Institutional racism can best be defined as racism perpetuated by governmental bodies such as educational and judicial systems as well as non-government entities like churches, country clubs, fraternities, et al. And institutional racism can adversely affect the majority of people who belong to a racial category.

Anyone with even less than half a brain knows that with an Indian high school and college drop-out rate as high as South Dakota's that there is definitely something horribly amiss within this particular realm. The system here has had decades to address the various inequities that abound for Indian students; and countless amounts of federal largesse have been shoveled at the problem to basically no avail.

And as far as criminal justice is meted out for South Dakota's Indian population, I am very much inclined to observe that only under Russia's Josef Stalin has a distinctive minority been so savagely mismanaged. It is absolutely not necessary for anyone to cite any of the latest "studies" on the sentencing disparities or percentages relative to Indian incarceration rates in South Dakota - just pay a brief visit to the Pennington County Jail or to the state prison in Sioux Falls for some first hand, visual evidence of a widespread and very disturbing inequality.

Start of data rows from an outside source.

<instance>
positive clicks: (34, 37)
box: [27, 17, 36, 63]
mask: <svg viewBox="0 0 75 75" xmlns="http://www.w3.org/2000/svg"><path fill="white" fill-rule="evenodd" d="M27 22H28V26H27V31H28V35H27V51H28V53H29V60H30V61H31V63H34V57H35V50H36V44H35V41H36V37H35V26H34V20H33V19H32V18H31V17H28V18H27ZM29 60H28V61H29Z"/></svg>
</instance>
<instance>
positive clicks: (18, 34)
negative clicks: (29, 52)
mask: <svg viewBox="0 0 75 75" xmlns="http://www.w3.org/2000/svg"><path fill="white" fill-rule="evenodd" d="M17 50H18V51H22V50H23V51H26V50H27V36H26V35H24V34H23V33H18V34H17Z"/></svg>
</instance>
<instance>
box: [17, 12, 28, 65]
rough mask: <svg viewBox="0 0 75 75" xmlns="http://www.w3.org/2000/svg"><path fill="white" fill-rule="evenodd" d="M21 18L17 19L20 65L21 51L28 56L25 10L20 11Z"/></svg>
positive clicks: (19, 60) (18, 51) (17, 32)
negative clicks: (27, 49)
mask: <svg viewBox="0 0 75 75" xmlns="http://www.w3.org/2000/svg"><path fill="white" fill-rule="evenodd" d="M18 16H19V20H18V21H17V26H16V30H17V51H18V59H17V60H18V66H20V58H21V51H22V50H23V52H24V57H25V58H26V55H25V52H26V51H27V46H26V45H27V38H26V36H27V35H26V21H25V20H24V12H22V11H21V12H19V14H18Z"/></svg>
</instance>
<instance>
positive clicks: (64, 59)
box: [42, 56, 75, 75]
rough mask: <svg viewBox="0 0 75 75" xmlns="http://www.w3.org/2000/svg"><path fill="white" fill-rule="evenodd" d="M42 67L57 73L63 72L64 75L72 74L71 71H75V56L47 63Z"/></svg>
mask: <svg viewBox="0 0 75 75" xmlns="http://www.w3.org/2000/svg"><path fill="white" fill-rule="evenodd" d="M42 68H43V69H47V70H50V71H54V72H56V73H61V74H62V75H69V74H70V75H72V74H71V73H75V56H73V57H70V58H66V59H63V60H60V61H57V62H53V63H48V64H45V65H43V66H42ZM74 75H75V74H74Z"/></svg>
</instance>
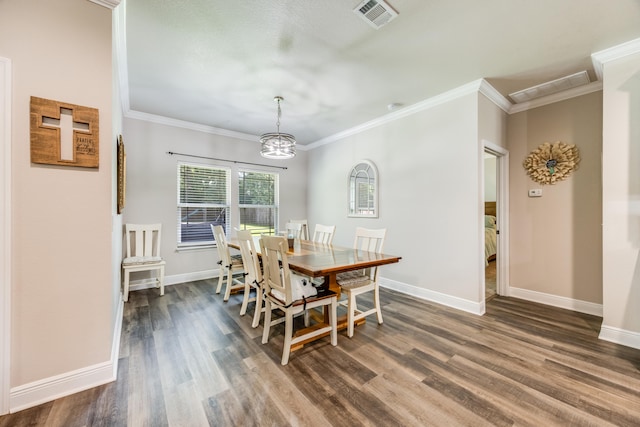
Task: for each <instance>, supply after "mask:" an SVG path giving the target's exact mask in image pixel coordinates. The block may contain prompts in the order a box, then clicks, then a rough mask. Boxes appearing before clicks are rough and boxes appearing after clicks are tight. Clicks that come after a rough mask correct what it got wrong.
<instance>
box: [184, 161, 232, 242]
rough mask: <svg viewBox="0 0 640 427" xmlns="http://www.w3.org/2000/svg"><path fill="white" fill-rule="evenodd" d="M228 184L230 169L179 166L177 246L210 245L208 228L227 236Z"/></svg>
mask: <svg viewBox="0 0 640 427" xmlns="http://www.w3.org/2000/svg"><path fill="white" fill-rule="evenodd" d="M230 181H231V172H230V170H229V169H225V168H220V167H212V166H205V165H192V164H179V165H178V221H177V224H178V245H183V246H189V245H199V244H211V243H213V241H214V238H213V233H212V232H211V225H222V227H223V228H224V229H225V232H227V233H228V231H229V230H228V227H229V213H230V201H229V200H230V197H229V196H230V187H231V184H230Z"/></svg>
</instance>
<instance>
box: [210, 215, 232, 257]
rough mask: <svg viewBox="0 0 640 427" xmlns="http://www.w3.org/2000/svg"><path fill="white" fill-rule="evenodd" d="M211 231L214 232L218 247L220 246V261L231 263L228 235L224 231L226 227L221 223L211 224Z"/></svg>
mask: <svg viewBox="0 0 640 427" xmlns="http://www.w3.org/2000/svg"><path fill="white" fill-rule="evenodd" d="M211 231H212V232H213V238H214V239H215V241H216V247H217V248H218V256H219V257H220V261H221V262H222V263H223V264H224V265H227V266H228V265H231V254H230V252H229V246H228V243H227V236H226V235H225V233H224V228H222V226H221V225H213V224H212V225H211Z"/></svg>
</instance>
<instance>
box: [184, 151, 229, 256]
mask: <svg viewBox="0 0 640 427" xmlns="http://www.w3.org/2000/svg"><path fill="white" fill-rule="evenodd" d="M183 166H191V167H195V168H203V169H214V170H220V171H224V172H225V175H226V180H225V198H226V202H227V204H226V205H221V204H216V203H211V204H206V205H204V206H203V205H196V204H193V203H183V202H181V201H180V184H181V183H182V173H181V170H182V167H183ZM232 174H233V170H232V168H230V167H228V166H220V165H213V164H206V163H197V162H185V161H178V162H177V167H176V246H177V250H178V251H183V250H192V249H204V248H214V247H216V243H215V241H214V240H213V239H212V240H200V241H195V242H194V241H191V242H182V241H181V240H182V237H181V236H182V218H181V216H180V209H181V208H185V207H195V206H202V207H205V208H223V209H227V211H228V214H227V221H226V223H225V226H226V229H225V233H228V232H229V229H230V227H231V224H232V221H233V199H232V197H231V194H232V193H231V186H232Z"/></svg>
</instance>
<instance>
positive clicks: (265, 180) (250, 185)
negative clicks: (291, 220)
mask: <svg viewBox="0 0 640 427" xmlns="http://www.w3.org/2000/svg"><path fill="white" fill-rule="evenodd" d="M238 201H239V203H238V204H239V208H240V229H241V230H250V231H251V233H252V234H275V233H276V224H277V223H278V221H277V220H278V175H277V174H273V173H266V172H250V171H242V170H241V171H238Z"/></svg>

Insofar as the unfounded claims as to South Dakota's Indians working at better jobs now in both the private and public sectors, these statements have been put forth in the media by those who have simply seen the movie "Invictus" too many times and have nuttily internalized the film's theme about racial redemption. And incidentally, going on nearly twenty years after the demise of apartheid, South Africa's long-embattled racial climate is worse than ever. But I digress now. The vast majority of Indians in South Dakota who are fortunate enough to even have a job are employed at coolie positions at either Walmart, motels, and fast food joints (and at slave wages, too).

In the rarefied domain of social services in South Dakota, a highly reliable source (who has worked with various Indian and non-Indian programs for nearly two decades) has told me that federal and state monies are initially prioritized to non-Indian social programs in South Dakota, with the Indian populace getting what are essentially crumbs. An actual "old boys (and girls, too, for that matter) network" has been in place within the state's social services establishment for so long that its sordid history cannot even be adequately documented - all to ensure that the beastly bureaucracy will be kept fed at any and all costs.

It has been noted that while Rome burned the Emperor Nero was totally oblivious to the city's destruction and was said to have smiled crazily while playing a fiddle. And while the state of South Dakota is still actively involved in attacking tribal sovereignty, taxation, reservation gaming issues, water, law enforcement and voting rights - cadres of apologists, appeasers and other dust bunnies continue to publicly proclaim that all is well and getting much better for Indians in the Mount Rushmore State.